Most of the time, I don’t really think about elevators.
I ride them everyday. I use them almost exclusively when they are available since I stopped having knees a few years ago. I get on them and I get off of them, but I don’t think about them much . . . until I do.
Today I got off of the elevator at work and was almost knocked over by somebody getting on the elevator. That is not even nearly the first time that has happened to me. Why does that happen? Why do people getting on an elevator always seem shocked that people are getting off it? Are these people surprised when a car moves through the intersection in front of them? Do they feel some sort of exclusivity with the elevator?

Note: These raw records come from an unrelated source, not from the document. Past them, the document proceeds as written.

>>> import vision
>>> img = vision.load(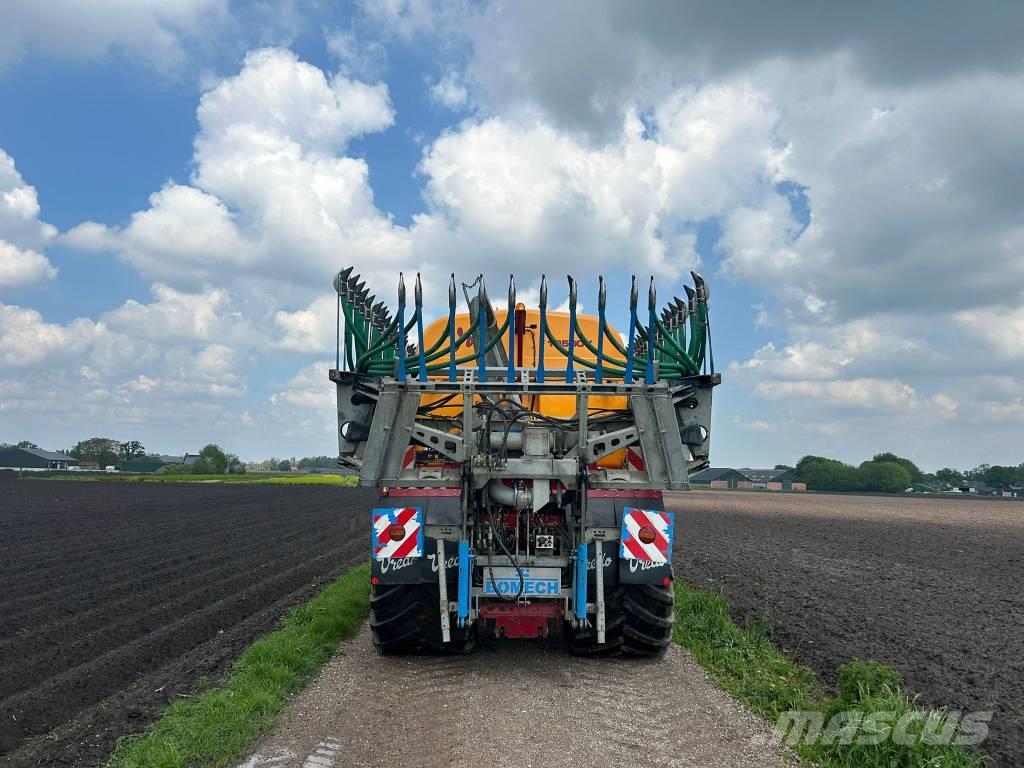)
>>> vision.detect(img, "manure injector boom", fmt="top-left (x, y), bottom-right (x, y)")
top-left (331, 267), bottom-right (721, 656)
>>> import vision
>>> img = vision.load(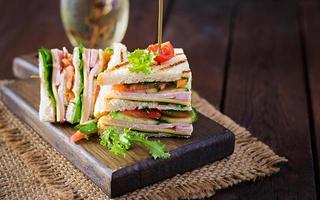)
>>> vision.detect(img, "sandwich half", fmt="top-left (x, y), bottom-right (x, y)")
top-left (94, 49), bottom-right (196, 137)
top-left (39, 46), bottom-right (112, 124)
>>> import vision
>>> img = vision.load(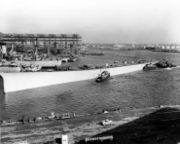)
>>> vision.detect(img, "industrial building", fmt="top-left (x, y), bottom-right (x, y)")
top-left (0, 33), bottom-right (81, 60)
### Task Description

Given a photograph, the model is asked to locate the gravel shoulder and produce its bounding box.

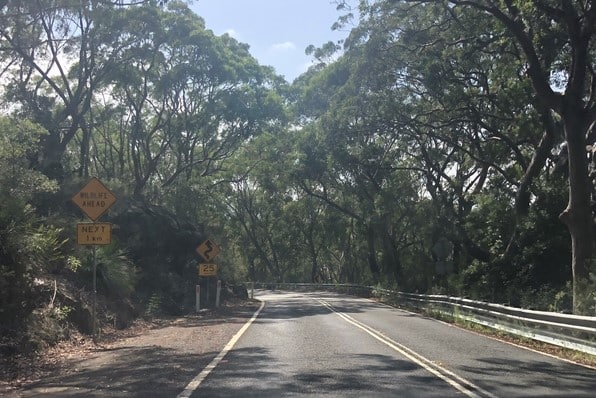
[0,301,259,398]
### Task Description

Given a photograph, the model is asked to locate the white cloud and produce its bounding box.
[269,41,296,52]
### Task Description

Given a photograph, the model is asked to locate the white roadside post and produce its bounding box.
[215,279,221,308]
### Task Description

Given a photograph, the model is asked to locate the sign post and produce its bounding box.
[72,177,116,340]
[196,239,221,307]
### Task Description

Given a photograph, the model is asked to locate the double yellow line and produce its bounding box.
[316,298,497,398]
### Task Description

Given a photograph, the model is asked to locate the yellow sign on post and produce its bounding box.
[199,263,217,276]
[197,239,219,261]
[72,177,116,221]
[77,222,112,245]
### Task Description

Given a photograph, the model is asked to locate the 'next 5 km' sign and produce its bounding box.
[77,222,112,245]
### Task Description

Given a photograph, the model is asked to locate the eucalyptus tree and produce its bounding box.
[340,0,596,311]
[0,0,164,178]
[295,53,419,281]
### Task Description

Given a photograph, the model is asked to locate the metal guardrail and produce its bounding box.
[248,283,596,355]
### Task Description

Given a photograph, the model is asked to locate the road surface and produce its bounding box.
[179,292,596,397]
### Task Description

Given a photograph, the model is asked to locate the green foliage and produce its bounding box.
[85,244,138,298]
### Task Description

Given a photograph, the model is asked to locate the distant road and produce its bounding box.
[189,292,596,397]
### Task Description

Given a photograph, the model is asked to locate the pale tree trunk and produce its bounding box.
[560,110,594,314]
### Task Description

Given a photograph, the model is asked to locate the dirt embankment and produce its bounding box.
[0,300,259,397]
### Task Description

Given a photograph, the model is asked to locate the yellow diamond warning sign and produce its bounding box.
[72,177,116,221]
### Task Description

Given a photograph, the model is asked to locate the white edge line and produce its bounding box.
[319,299,494,398]
[366,298,596,370]
[177,300,265,398]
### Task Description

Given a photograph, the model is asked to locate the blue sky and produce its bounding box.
[190,0,347,82]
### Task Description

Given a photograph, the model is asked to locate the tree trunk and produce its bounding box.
[559,112,594,314]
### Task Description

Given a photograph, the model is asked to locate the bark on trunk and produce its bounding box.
[560,111,594,314]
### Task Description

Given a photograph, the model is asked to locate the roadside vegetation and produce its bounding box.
[0,0,596,355]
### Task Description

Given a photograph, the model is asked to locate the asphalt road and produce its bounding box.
[185,292,596,397]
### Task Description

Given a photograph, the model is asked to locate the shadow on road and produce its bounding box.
[192,347,458,398]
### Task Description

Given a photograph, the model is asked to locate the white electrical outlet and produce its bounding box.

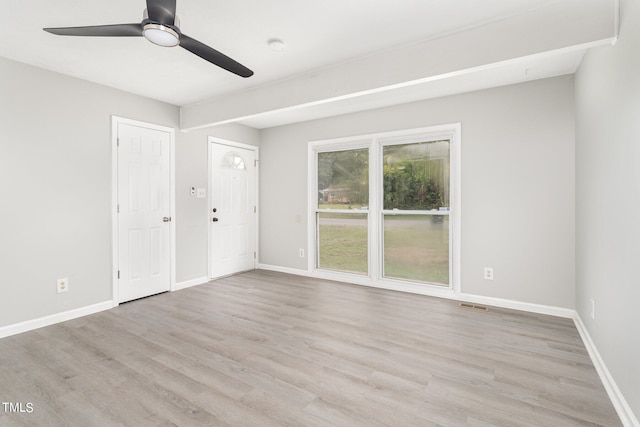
[56,278,69,294]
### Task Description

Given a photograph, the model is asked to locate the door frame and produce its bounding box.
[111,116,176,307]
[207,136,260,280]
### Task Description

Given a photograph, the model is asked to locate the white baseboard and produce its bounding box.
[174,277,209,291]
[256,263,310,276]
[573,313,640,427]
[0,300,113,338]
[258,264,576,319]
[458,293,576,319]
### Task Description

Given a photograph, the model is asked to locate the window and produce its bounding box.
[316,148,369,274]
[381,139,450,286]
[309,125,459,288]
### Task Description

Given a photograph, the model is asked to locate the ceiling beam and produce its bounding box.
[181,0,618,130]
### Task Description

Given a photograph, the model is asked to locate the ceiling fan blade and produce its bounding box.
[43,24,142,37]
[180,34,253,77]
[147,0,176,25]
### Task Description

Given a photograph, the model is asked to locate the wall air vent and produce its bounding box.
[460,302,489,311]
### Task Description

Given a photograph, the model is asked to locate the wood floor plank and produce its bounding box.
[0,270,620,427]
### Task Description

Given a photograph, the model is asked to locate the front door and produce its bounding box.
[117,118,172,302]
[209,142,256,278]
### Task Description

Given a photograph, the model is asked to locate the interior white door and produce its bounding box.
[209,143,256,278]
[117,123,172,302]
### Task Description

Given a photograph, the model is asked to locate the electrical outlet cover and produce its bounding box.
[56,278,69,294]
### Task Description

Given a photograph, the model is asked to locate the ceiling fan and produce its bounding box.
[43,0,253,77]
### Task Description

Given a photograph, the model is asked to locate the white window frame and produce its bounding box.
[307,123,461,298]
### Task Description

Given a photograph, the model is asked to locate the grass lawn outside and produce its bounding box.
[319,213,449,286]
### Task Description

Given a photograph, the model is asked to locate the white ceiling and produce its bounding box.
[0,0,616,127]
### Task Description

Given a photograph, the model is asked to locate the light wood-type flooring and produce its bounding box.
[0,271,620,427]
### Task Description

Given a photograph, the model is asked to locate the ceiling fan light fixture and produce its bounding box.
[142,24,180,47]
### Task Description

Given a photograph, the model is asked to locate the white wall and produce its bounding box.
[0,58,179,327]
[575,0,640,417]
[260,76,575,309]
[176,124,260,284]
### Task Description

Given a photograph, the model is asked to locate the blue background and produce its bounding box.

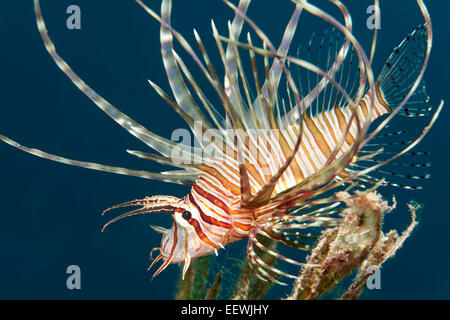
[0,0,450,299]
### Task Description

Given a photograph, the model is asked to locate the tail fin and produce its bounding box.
[377,24,432,117]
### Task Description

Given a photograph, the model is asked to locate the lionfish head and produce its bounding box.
[103,196,221,278]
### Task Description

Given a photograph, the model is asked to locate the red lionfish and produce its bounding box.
[0,0,443,284]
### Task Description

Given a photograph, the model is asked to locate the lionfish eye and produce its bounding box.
[181,211,192,220]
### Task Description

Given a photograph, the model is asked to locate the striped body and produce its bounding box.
[174,85,390,261]
[0,0,436,283]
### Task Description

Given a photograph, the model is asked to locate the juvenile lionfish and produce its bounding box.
[0,0,443,283]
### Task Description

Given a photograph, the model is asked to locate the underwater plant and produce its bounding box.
[0,0,443,299]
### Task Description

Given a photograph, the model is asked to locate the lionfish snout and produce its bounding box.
[155,198,223,279]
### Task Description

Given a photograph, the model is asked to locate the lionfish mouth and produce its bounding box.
[102,196,181,232]
[102,196,191,279]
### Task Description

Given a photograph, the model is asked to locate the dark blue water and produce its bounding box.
[0,0,450,299]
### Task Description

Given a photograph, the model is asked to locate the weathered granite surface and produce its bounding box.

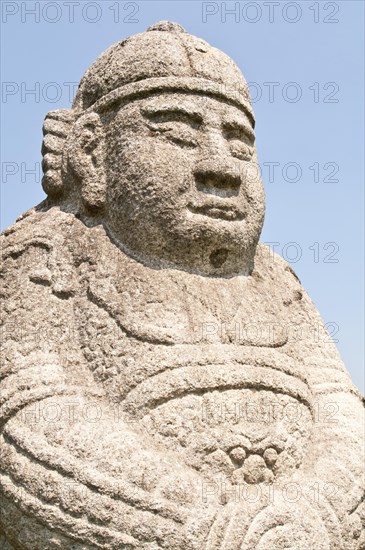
[0,22,365,550]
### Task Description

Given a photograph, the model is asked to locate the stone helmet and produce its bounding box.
[42,21,254,203]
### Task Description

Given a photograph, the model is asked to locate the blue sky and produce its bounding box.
[1,0,364,388]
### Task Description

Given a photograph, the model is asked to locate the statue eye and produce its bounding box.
[222,123,255,147]
[143,110,202,148]
[222,123,255,161]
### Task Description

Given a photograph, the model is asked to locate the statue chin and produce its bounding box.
[104,216,262,277]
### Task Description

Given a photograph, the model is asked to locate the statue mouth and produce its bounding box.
[188,203,245,221]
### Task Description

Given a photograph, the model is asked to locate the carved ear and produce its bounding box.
[69,113,106,211]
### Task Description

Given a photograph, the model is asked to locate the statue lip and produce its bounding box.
[188,202,245,221]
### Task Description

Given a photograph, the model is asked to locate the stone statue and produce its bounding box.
[0,22,365,550]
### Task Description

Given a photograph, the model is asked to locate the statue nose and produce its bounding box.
[194,158,242,197]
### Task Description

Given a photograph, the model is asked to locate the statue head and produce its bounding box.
[43,22,265,276]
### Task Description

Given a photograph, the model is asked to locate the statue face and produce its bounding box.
[102,93,264,275]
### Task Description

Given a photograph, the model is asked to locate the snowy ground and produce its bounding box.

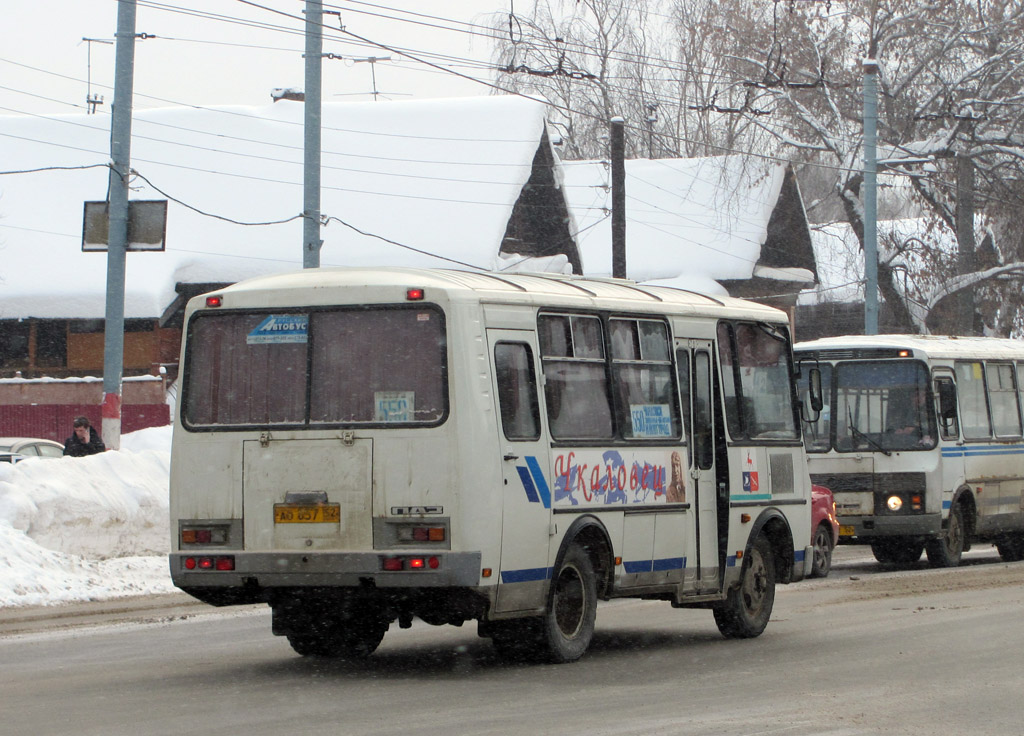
[0,427,175,607]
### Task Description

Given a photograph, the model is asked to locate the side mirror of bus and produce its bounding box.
[935,379,959,438]
[807,367,825,414]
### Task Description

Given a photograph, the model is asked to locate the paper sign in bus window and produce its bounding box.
[374,391,416,422]
[630,403,673,438]
[246,314,309,345]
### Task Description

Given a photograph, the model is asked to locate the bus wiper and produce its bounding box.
[846,406,892,458]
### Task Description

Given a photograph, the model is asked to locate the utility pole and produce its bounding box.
[864,52,879,335]
[610,117,626,278]
[302,0,324,268]
[953,154,977,335]
[100,0,136,449]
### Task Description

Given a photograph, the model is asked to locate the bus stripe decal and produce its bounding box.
[516,465,541,504]
[502,567,551,582]
[526,454,551,509]
[623,560,651,574]
[654,557,686,572]
[942,444,1024,458]
[623,557,686,574]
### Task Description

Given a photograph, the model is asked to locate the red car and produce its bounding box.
[811,485,839,577]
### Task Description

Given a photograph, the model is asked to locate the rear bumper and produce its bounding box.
[839,514,942,545]
[170,549,480,590]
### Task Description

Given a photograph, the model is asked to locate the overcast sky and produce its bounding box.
[0,0,512,115]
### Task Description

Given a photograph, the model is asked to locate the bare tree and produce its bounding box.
[745,0,1024,332]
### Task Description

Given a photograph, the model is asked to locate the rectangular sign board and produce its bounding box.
[82,200,167,253]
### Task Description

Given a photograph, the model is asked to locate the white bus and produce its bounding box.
[170,268,811,662]
[796,335,1024,567]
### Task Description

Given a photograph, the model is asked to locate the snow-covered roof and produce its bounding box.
[563,156,790,294]
[0,96,559,318]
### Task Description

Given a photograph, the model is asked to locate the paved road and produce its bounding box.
[0,548,1024,736]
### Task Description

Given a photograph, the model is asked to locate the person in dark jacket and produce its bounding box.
[65,417,106,458]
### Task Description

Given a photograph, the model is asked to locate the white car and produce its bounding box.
[0,437,63,463]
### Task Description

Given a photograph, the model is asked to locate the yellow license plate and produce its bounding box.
[273,504,341,524]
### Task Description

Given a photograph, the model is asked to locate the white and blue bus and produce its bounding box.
[170,268,811,662]
[796,335,1024,567]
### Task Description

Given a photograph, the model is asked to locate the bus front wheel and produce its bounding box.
[714,534,775,639]
[925,504,965,567]
[487,545,597,664]
[539,545,597,663]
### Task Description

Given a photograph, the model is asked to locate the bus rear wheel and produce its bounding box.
[925,505,965,567]
[714,534,775,639]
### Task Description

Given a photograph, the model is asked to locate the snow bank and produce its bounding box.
[0,427,174,606]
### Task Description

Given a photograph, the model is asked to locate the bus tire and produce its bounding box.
[871,538,925,565]
[925,504,965,567]
[714,534,775,639]
[811,524,833,577]
[288,620,388,659]
[537,544,597,664]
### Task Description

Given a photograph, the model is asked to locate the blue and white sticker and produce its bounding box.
[246,314,309,345]
[374,391,416,422]
[630,403,672,438]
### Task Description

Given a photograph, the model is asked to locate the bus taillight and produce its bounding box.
[381,556,441,572]
[182,556,234,571]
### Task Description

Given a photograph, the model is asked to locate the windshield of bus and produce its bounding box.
[804,360,937,454]
[182,306,447,428]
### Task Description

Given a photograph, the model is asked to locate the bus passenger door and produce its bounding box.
[487,330,552,611]
[676,340,719,594]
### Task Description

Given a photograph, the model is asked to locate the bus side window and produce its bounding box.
[676,350,693,468]
[956,361,992,439]
[935,378,959,439]
[693,350,715,470]
[538,314,612,440]
[495,343,541,440]
[985,363,1021,437]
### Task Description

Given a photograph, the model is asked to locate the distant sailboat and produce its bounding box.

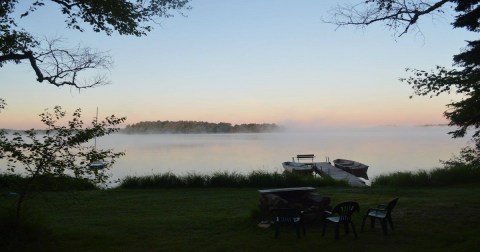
[88,107,107,171]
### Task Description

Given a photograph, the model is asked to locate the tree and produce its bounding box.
[0,0,189,89]
[0,106,125,225]
[327,0,480,140]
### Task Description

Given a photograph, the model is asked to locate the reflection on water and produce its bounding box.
[92,127,468,181]
[0,127,468,179]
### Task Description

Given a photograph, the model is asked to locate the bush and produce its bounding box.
[0,174,98,191]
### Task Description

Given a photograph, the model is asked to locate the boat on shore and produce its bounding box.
[282,162,313,175]
[333,159,368,180]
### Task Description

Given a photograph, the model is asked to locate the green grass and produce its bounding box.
[0,185,480,251]
[119,171,347,189]
[372,164,480,187]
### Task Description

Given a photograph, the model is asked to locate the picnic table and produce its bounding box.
[258,187,330,220]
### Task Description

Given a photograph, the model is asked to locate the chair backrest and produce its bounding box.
[270,208,302,223]
[332,201,360,222]
[385,198,398,215]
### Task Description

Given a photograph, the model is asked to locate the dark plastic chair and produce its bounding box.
[322,201,360,240]
[362,198,398,235]
[270,208,305,238]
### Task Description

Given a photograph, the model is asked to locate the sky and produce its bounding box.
[0,0,475,129]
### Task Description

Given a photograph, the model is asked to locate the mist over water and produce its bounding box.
[89,127,469,179]
[0,127,469,180]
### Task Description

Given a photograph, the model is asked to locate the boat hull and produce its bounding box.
[282,162,313,175]
[333,159,368,180]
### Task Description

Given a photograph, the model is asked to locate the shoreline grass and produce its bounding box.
[119,171,347,189]
[0,167,480,252]
[0,186,480,251]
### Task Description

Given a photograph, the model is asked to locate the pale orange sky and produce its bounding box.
[0,0,473,129]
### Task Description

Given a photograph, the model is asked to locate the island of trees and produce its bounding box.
[122,121,280,134]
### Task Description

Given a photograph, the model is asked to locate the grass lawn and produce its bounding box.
[0,185,480,252]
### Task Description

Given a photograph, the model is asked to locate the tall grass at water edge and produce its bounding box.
[372,164,480,187]
[119,171,347,189]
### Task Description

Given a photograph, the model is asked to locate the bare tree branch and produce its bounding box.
[0,39,112,89]
[324,0,450,37]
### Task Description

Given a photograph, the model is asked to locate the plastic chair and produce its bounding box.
[322,201,360,240]
[270,208,305,238]
[362,198,398,235]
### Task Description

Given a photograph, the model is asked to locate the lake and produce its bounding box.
[89,127,469,179]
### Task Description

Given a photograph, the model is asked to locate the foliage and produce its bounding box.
[0,0,189,88]
[0,106,125,227]
[0,173,98,192]
[329,0,480,140]
[372,163,480,187]
[125,121,279,134]
[119,171,348,189]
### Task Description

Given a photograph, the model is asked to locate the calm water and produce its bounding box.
[88,127,468,181]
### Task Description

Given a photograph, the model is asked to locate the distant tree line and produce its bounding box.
[123,121,279,134]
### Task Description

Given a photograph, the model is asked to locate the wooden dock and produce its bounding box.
[314,162,367,187]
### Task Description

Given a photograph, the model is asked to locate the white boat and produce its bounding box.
[87,107,107,171]
[333,159,368,179]
[282,162,313,174]
[88,160,107,170]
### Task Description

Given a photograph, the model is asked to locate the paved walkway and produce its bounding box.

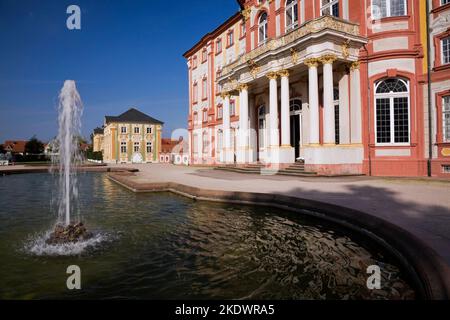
[113,164,450,265]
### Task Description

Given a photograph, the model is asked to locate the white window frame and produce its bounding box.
[285,0,299,32]
[442,96,450,143]
[320,0,341,18]
[230,100,236,117]
[371,0,408,20]
[258,11,269,45]
[374,77,411,147]
[258,105,267,150]
[441,36,450,65]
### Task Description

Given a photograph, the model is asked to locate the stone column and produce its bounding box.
[305,58,319,145]
[279,70,291,147]
[278,70,295,164]
[267,72,280,148]
[350,62,362,144]
[320,55,336,145]
[237,84,251,164]
[222,92,234,163]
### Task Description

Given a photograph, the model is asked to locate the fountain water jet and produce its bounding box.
[48,80,89,243]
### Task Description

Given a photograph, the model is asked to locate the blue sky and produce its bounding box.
[0,0,239,143]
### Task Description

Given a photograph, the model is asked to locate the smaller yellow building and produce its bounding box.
[93,108,164,163]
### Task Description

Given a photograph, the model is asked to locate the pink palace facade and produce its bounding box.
[184,0,450,177]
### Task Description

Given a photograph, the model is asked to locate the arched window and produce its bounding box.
[375,78,410,144]
[286,0,298,32]
[258,12,267,44]
[258,106,266,149]
[289,99,302,114]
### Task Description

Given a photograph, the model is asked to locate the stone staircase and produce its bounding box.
[214,161,317,177]
[278,160,317,177]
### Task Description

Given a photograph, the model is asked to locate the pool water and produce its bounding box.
[0,173,415,299]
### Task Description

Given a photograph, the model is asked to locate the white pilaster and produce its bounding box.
[350,62,362,144]
[321,55,336,144]
[278,70,295,163]
[267,72,280,148]
[222,93,234,163]
[236,84,253,164]
[305,58,319,144]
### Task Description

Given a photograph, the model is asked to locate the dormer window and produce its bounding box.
[320,0,340,17]
[286,0,298,31]
[227,31,234,47]
[372,0,407,20]
[258,12,267,44]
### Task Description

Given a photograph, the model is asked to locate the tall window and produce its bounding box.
[258,106,266,149]
[441,37,450,64]
[286,0,298,31]
[192,134,198,154]
[217,129,223,152]
[442,96,450,142]
[217,106,223,119]
[375,78,410,144]
[216,39,222,53]
[228,31,234,46]
[134,142,140,152]
[202,78,208,99]
[194,112,198,125]
[333,88,341,144]
[320,0,339,17]
[230,100,236,116]
[241,22,247,37]
[258,12,267,44]
[192,83,198,103]
[372,0,407,19]
[203,131,209,153]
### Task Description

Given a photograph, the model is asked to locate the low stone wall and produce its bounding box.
[108,172,450,300]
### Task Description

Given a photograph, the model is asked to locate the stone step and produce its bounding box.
[277,171,317,177]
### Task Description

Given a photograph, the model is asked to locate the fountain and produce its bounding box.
[47,80,91,244]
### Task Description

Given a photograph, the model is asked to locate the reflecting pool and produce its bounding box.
[0,173,415,299]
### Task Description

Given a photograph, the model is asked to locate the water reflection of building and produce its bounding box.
[93,108,163,163]
[184,0,450,176]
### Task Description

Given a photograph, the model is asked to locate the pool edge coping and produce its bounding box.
[107,173,450,300]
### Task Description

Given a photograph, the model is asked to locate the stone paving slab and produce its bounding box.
[111,164,450,265]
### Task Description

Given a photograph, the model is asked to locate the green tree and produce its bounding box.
[25,136,44,154]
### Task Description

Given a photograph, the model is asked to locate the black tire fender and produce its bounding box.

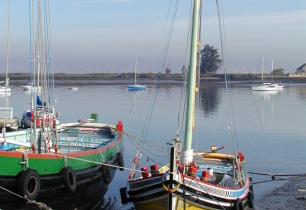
[62,166,77,192]
[117,152,124,171]
[120,187,128,204]
[18,169,40,200]
[101,166,111,184]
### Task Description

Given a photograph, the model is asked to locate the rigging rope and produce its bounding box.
[2,0,11,137]
[132,0,180,177]
[0,186,52,210]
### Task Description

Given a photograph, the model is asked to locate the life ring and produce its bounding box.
[117,152,124,171]
[101,166,111,184]
[62,166,77,192]
[233,199,243,210]
[162,174,180,193]
[18,169,40,200]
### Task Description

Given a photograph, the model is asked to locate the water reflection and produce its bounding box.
[200,84,221,117]
[294,86,306,102]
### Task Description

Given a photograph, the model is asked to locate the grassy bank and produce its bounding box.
[0,73,306,85]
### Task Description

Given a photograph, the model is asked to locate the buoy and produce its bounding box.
[117,152,124,171]
[62,166,77,192]
[117,120,124,133]
[141,166,150,179]
[238,152,245,162]
[188,164,198,177]
[120,187,128,204]
[18,169,40,200]
[101,166,111,184]
[150,164,159,176]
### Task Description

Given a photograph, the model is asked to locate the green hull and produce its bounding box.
[0,137,123,177]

A few times people have actually gotten on the elevator before I could get off. Where does that come from? Once in Japan I watched people in the back of an elevator get stuck because too many people were getting on and they couldn’t make it to the front. I watched from the safety of the lobby as the door closed and the people in the back went for an additional lap on the elevator track.
There’s actually an elevator etiquette . . . an unwritten list of ‘dos’ and ‘don’ts’ that are to be observed when riding an elevator. For instance . . . ‘do’ get on the elevator and position yourself as far from your fellow passenger or passengers as geometrically possible. That means you should not get on an elevator and stand right in middle. Nobody wants you up in their business on the elevator.
Talking to people on an elevator is a ‘do’ or a ‘don’t’ depending on who you talk to. I generally go with not. That’s just me. I work in a small building in a small town that I have lived in for more than 30 years. I know people. I will make small talk in my elevator in my building. Outside that zone I am pretty quiet. I am well aware that at my age it is very easy to cross the border from ‘Friendly Middle-Aged Man’ to ‘Creepy Old Man’. The border is fluid and can be crossed quickly and without warning. I just keep quiet and stay on my side of the border. If talked to I will talk back, but I try not to inflict myself on people in confined spaces.
There is a curious task-assignment thing going on in elevators. Apparently the first person on becomes the de facto elevator operator. People who get on afterward then call out the floor number for the operator to push. This requires the first person on the elevator to position themselves by the panel with all the buttons. It is a minor breach of etiquette to go to the back if you are the first and lean against the back of the car. Not usually a big deal because there always seems to be somebody who is willing to take up those duties. All elevator operator etiquette goes out the window if you have kids under 12 with you. Few things bring enjoyment into a child’s life the way pushing the elevator buttons do. My boys have had fist fights over who gets to push buttons. I went so long with having to push an elevator button that I have occasionally stood alone in an elevator for an embarrassingly long time waiting for a child who isn’t there to push the button.
A big ‘don’t’ I see sometimes violated pertains to social interaction. A few years ago I was in a hotel elevator with a few people. A young man was talking to a young lady. After a few floors two things became obvious: 1. They didn’t know each other. 2. The young lady was very interested in maintaining the integrity of item 1. We watched in embarrassed silence as he asked . . . I swear . . . if she had a map. Yes . . . he said it . . . because when he looked in her eyes he got lost. It hurt to watch. As the elevator stopped at the lobby he stood in doorway and said that he would not let her off until she gave him her phone number. I leaned against the back wall of the carriage and prepared to ride back up. If it would help her not to give him her phone number I was prepared to stay on the elevator for as long as it took. I didn’t have to wait long. Her look and the fact that half a dozen people wanted off the elevator convinced him to move. People aren’t in an elevator because they want to be and misplaced romantic endeavors aren’t enough make them want to stay.
Like I said, I don’t think about elevators much. Apparently when I do I have a lot to say. Don’t even get me started on escalators. We’ll talk again soon on This Side of the Diaper.